Skip to content
← All posts

Find the Longest Substring Containing Vowels in Even Counts: Bitmask + HashMap Pattern

6 min read
leetcodeproblemmediumstringshash-mapbit-manipulation

LeetCode Find the Longest Substring Containing Vowels in Even Counts (Problem 1371) asks: given a string s, return the length of the longest substring where every vowel (a, e, i, o, u) appears an even number of times. Consonants can appear any number of times. Vowels that do not appear at all count as appearing zero times, which is even.

For example, given s = "leetcode", the answer is 5. The substring "leetc" contains two e's (even) and no other vowels (zero is even). That is the longest such substring.

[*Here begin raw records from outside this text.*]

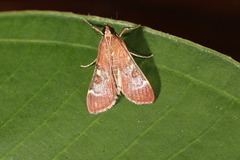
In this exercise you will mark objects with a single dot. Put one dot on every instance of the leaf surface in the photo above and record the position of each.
(43, 113)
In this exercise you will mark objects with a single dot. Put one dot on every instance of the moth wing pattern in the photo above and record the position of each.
(129, 78)
(102, 90)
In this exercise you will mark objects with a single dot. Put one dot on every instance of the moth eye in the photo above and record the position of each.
(112, 30)
(97, 79)
(134, 73)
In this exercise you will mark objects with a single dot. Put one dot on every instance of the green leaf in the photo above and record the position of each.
(43, 113)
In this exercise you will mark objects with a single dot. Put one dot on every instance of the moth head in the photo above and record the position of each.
(107, 30)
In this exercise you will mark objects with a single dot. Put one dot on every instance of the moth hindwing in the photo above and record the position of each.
(116, 72)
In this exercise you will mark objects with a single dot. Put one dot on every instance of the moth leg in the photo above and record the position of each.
(94, 27)
(141, 56)
(127, 28)
(89, 64)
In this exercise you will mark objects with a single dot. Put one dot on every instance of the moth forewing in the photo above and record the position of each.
(129, 78)
(102, 90)
(115, 72)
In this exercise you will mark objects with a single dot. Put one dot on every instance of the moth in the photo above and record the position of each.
(116, 72)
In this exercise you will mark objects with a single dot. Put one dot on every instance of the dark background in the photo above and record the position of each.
(211, 23)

01234567leetcodeParity bits after full scan:a0e1i0o1u0mask = 01010
Vowels highlighted in blue. Each vowel toggles one bit in the bitmask. Green = even count (bit 0), yellow = odd count (bit 1).

Why this problem matters

This problem combines two powerful techniques: encoding parity state as a bitmask and using a hash map to find the earliest occurrence of that state. You will see this same combination in problems involving prefix XOR, subarray parity constraints, and any scenario where you need to find the longest or shortest subarray satisfying some modular condition. Mastering this pattern gives you a reusable template for an entire family of problems.

The key insight: parity bitmask

You do not care about the exact counts of each vowel. You only care whether each count is even or odd. That is a single bit of information per vowel. With five vowels, you can encode the entire parity state in a 5-bit integer (values 0 to 31).

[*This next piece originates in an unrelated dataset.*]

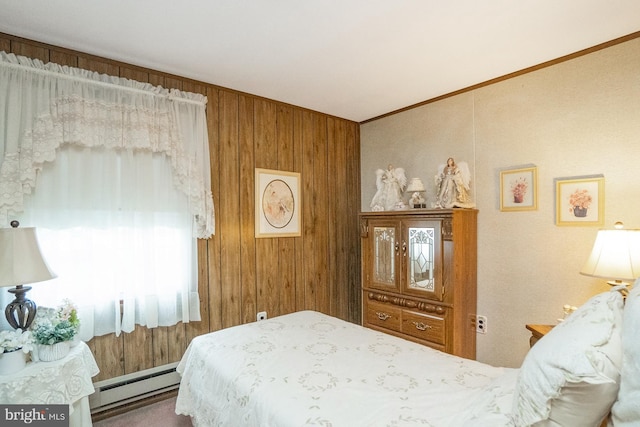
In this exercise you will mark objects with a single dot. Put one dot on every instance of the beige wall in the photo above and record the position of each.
(578, 117)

As you scan the string left to right, toggle the corresponding bit each time you encounter a vowel. If the bitmask at position i equals the bitmask at an earlier position j, then every vowel appeared an even number of times in the substring s[j+1..i]. Why? Because toggling a bit an even number of times returns it to its original value. Equal bitmasks mean equal parities, which means even counts in between.

To find the longest such substring, you want the earliest index where each bitmask value first appeared. Store the first occurrence of each mask in a hash map. Initialize with {0: -1} because before the string starts, all vowel counts are zero (mask 0), effectively at index -1.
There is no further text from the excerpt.